Om nu op mijnen letterkundigen arbeid terugtekomen, moet ik uit vroeger gemaakte aanmerkingen herhalen, dat het niet anders zijn kan, of, bij zulk een' overvloed, als voorhanden is, zal wel overgeslagen of gedwaald zijn, en in eenige nalezingen, alles, wat tot aanvulling en volmaking
| |
| |
wordt aan de hand gedaan, en mij voorkomt daartoe te zullen kunnen dienen, (zelfs zoo men zulks verkiezen mogt, met bijvoeging van de namen der inzenders) zal worden opgenomen. Als ook, dat hetgeen ik geef, beschouwd moet worden als slechts bouwstof voor iets grooters en volledigers, namelijk een Spreekwoordelijk Woordenboek zoo als tot hiertoe in ons Land, ongelukkig niet bestaat.

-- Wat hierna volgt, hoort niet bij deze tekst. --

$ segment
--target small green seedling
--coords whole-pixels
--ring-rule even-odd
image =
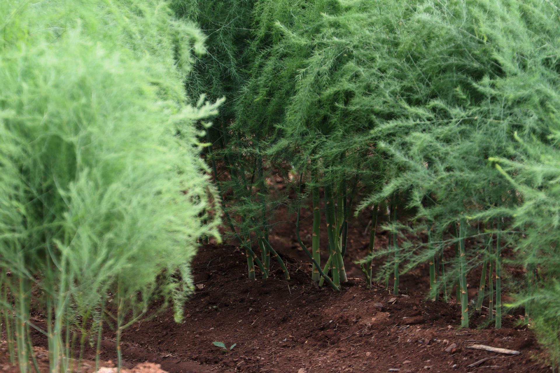
[[[213,342],[212,343],[214,344],[214,346],[217,346],[218,347],[221,347],[222,352],[227,352],[227,348],[226,348],[226,344],[223,342]],[[235,347],[236,346],[237,346],[237,343],[234,343],[233,344],[230,346],[230,351],[233,350],[234,347]]]

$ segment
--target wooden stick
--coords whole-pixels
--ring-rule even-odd
[[[477,365],[480,365],[480,364],[482,364],[484,362],[488,361],[488,360],[489,360],[491,358],[492,358],[491,357],[485,357],[483,359],[480,359],[480,360],[479,360],[478,361],[477,361],[476,362],[473,362],[470,365],[467,365],[466,367],[467,368],[472,368],[473,366],[476,366]]]
[[[467,348],[473,348],[474,350],[483,350],[485,351],[491,352],[497,352],[498,353],[505,353],[508,355],[519,355],[521,352],[515,350],[507,350],[507,348],[500,348],[499,347],[491,347],[489,346],[484,344],[471,344],[466,346]]]

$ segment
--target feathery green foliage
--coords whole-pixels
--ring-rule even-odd
[[[155,297],[181,319],[197,238],[218,234],[193,126],[216,107],[188,105],[202,36],[165,3],[4,0],[0,19],[0,308],[26,372],[42,294],[65,371],[71,331],[120,338]]]
[[[197,64],[192,92],[212,79],[212,97],[228,99],[208,158],[250,268],[251,256],[260,261],[243,243],[268,242],[269,211],[291,202],[270,192],[265,174],[289,170],[300,176],[298,225],[305,200],[317,234],[324,199],[329,239],[311,247],[318,272],[317,251],[329,253],[323,272],[333,288],[344,281],[351,211],[391,206],[398,219],[380,225],[392,247],[374,247],[374,228],[365,259],[387,257],[378,280],[392,273],[396,285],[399,273],[433,263],[430,296],[447,300],[456,286],[465,327],[486,304],[500,327],[502,292],[520,292],[515,305],[558,363],[550,325],[560,315],[545,305],[558,267],[557,0],[181,3],[195,10],[214,51]],[[528,269],[524,286],[503,273],[501,253],[511,247],[510,263]],[[470,309],[468,274],[487,265]]]

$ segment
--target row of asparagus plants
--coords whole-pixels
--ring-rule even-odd
[[[184,89],[202,35],[152,0],[7,0],[0,19],[7,351],[39,372],[34,329],[50,371],[74,371],[108,325],[120,367],[122,331],[154,299],[181,319],[197,238],[217,235],[194,125],[216,108]]]
[[[266,257],[259,242],[289,204],[312,280],[340,289],[348,220],[371,214],[362,263],[370,286],[385,280],[398,294],[399,275],[426,265],[430,297],[446,301],[454,287],[464,327],[487,298],[500,327],[502,293],[514,293],[509,305],[525,308],[558,363],[558,309],[545,305],[556,304],[560,268],[547,230],[558,215],[557,0],[247,0],[231,12],[220,2],[176,3],[196,10],[189,16],[212,48],[194,81],[211,76],[211,99],[226,97],[209,160],[250,274],[258,261],[249,246]],[[204,84],[188,89],[195,96]],[[287,180],[288,170],[299,175],[295,199],[267,182]],[[313,220],[306,244],[304,201]],[[386,249],[377,227],[389,232]],[[524,284],[504,276],[506,249],[510,265],[527,269]],[[374,273],[377,257],[386,261]]]

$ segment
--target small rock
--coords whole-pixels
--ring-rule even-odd
[[[445,351],[446,352],[455,352],[457,351],[457,343],[451,343]]]
[[[419,324],[424,322],[424,318],[422,316],[412,316],[412,317],[403,317],[403,322],[406,325]]]
[[[426,337],[424,337],[424,343],[425,344],[430,344],[430,342],[432,342],[432,339],[433,339],[433,334],[432,334],[431,332],[427,332],[426,333]]]

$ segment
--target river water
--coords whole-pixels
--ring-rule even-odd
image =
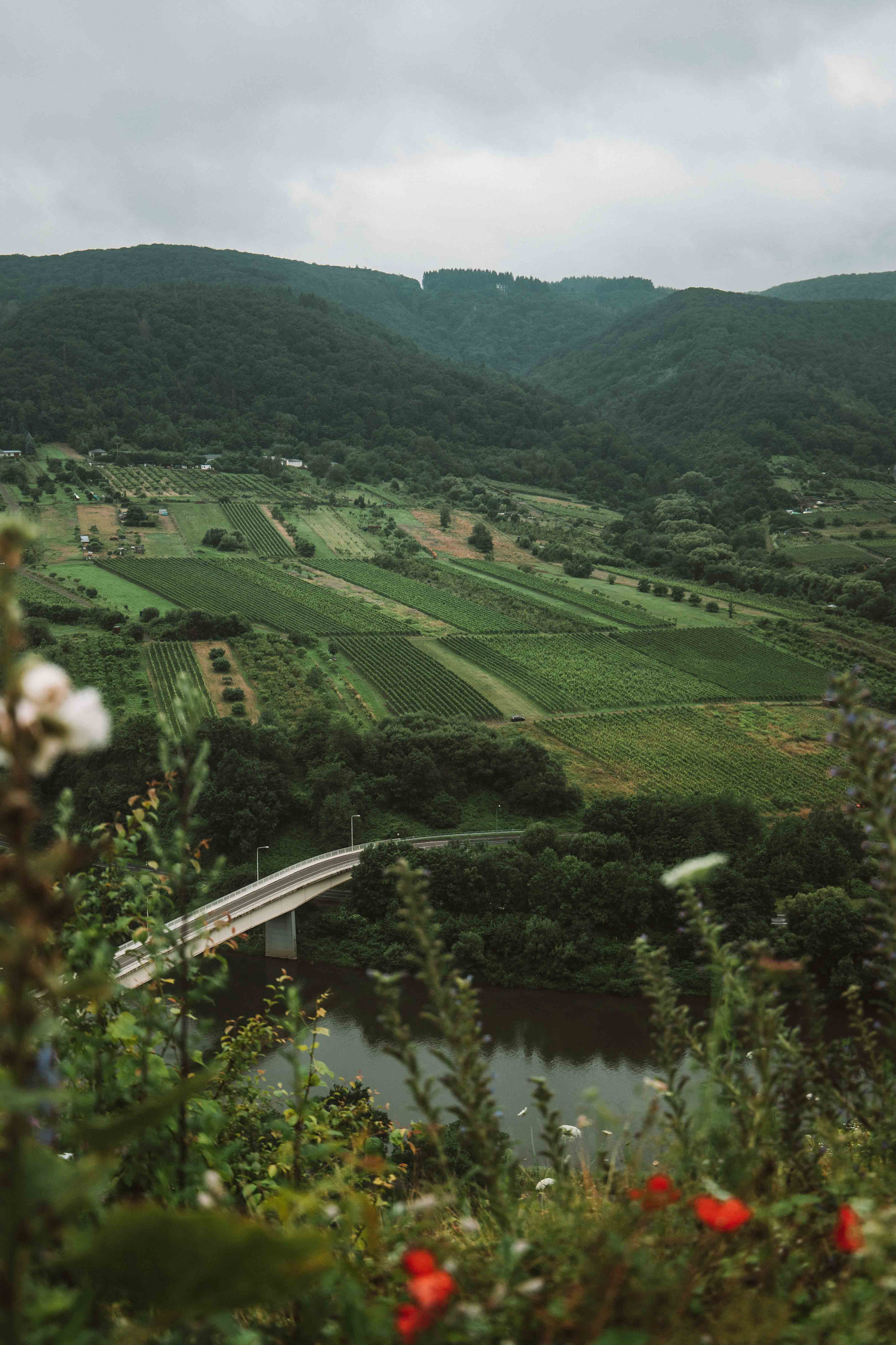
[[[230,985],[218,1003],[222,1025],[227,1018],[259,1013],[269,994],[266,987],[281,974],[283,963],[236,956],[230,959]],[[286,970],[301,985],[305,1003],[330,990],[325,1018],[329,1037],[321,1038],[318,1053],[336,1079],[349,1081],[360,1075],[396,1126],[416,1119],[404,1071],[383,1050],[384,1033],[376,1021],[369,978],[359,968],[320,963],[290,963]],[[408,978],[403,987],[403,1014],[426,1060],[426,1044],[435,1041],[435,1034],[419,1021],[423,1002],[420,987]],[[586,1092],[596,1099],[596,1111],[595,1100],[587,1108],[595,1123],[614,1135],[619,1135],[626,1119],[643,1115],[652,1096],[643,1079],[656,1071],[646,999],[482,986],[480,1002],[484,1032],[492,1038],[486,1052],[502,1126],[524,1162],[533,1161],[539,1131],[531,1104],[531,1075],[547,1079],[564,1123],[575,1124]],[[438,1073],[438,1063],[433,1060],[431,1065],[431,1073]],[[281,1057],[266,1061],[269,1083],[286,1083],[287,1076],[289,1068]],[[528,1112],[520,1116],[524,1107]]]

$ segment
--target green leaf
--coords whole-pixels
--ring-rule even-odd
[[[329,1264],[317,1229],[277,1228],[220,1210],[118,1205],[74,1259],[107,1303],[169,1318],[283,1303]]]
[[[126,1111],[122,1116],[85,1126],[79,1131],[79,1139],[98,1154],[107,1154],[113,1149],[120,1149],[130,1139],[134,1139],[142,1130],[157,1126],[181,1102],[188,1102],[196,1093],[200,1093],[215,1079],[216,1073],[216,1069],[204,1069],[200,1075],[185,1079],[176,1088],[169,1089],[169,1092],[149,1098],[138,1107]]]

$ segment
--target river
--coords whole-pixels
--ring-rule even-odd
[[[230,959],[230,985],[218,1003],[219,1022],[259,1013],[283,963],[263,956]],[[336,1079],[359,1075],[387,1107],[396,1126],[416,1119],[418,1112],[404,1085],[404,1071],[384,1053],[384,1033],[376,1021],[373,986],[359,968],[290,963],[287,970],[302,987],[305,1003],[330,990],[320,1056]],[[424,997],[411,978],[403,987],[403,1014],[424,1049],[435,1041],[430,1025],[419,1021]],[[587,1107],[595,1124],[618,1135],[626,1118],[643,1115],[649,1089],[645,1076],[656,1071],[649,1026],[649,1003],[642,998],[564,993],[559,990],[504,990],[480,987],[484,1032],[490,1037],[486,1053],[502,1126],[516,1142],[523,1161],[533,1161],[537,1115],[531,1104],[531,1075],[541,1075],[555,1095],[562,1120],[575,1124],[583,1111],[586,1091],[595,1102]],[[431,1057],[429,1057],[431,1059]],[[433,1073],[438,1072],[433,1060]],[[282,1057],[266,1061],[269,1083],[287,1081]],[[519,1115],[523,1108],[528,1111]],[[450,1120],[450,1116],[445,1118]]]

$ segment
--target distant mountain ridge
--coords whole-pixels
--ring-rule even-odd
[[[492,280],[494,277],[494,280]],[[369,317],[443,359],[525,374],[549,355],[590,340],[626,312],[657,303],[666,289],[641,277],[540,281],[488,270],[408,276],[255,253],[142,243],[54,257],[0,257],[0,305],[50,289],[206,285],[287,286]]]
[[[896,305],[684,289],[532,374],[642,444],[725,433],[889,464]]]
[[[763,289],[764,299],[787,299],[791,303],[818,303],[829,299],[896,299],[896,270],[869,270],[845,276],[815,276],[813,280],[789,280]]]

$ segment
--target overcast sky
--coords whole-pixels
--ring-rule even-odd
[[[7,0],[0,253],[896,269],[893,0]]]

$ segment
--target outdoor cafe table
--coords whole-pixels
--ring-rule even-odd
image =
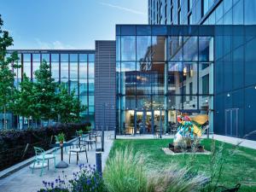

Van alle praalzucht afkeerig, heb ik op den titel van dit louter letterkundig geschrift, slechts hulde willen doen aan de vereerende onderscheiding welke ik genieten mogt, door mijne benoeming tot Lid der beide beroemde Maatschappijen onzes Vaderlands, aan wier loffelijk doel, ook deze mijne poging moge dienstbaar zijn!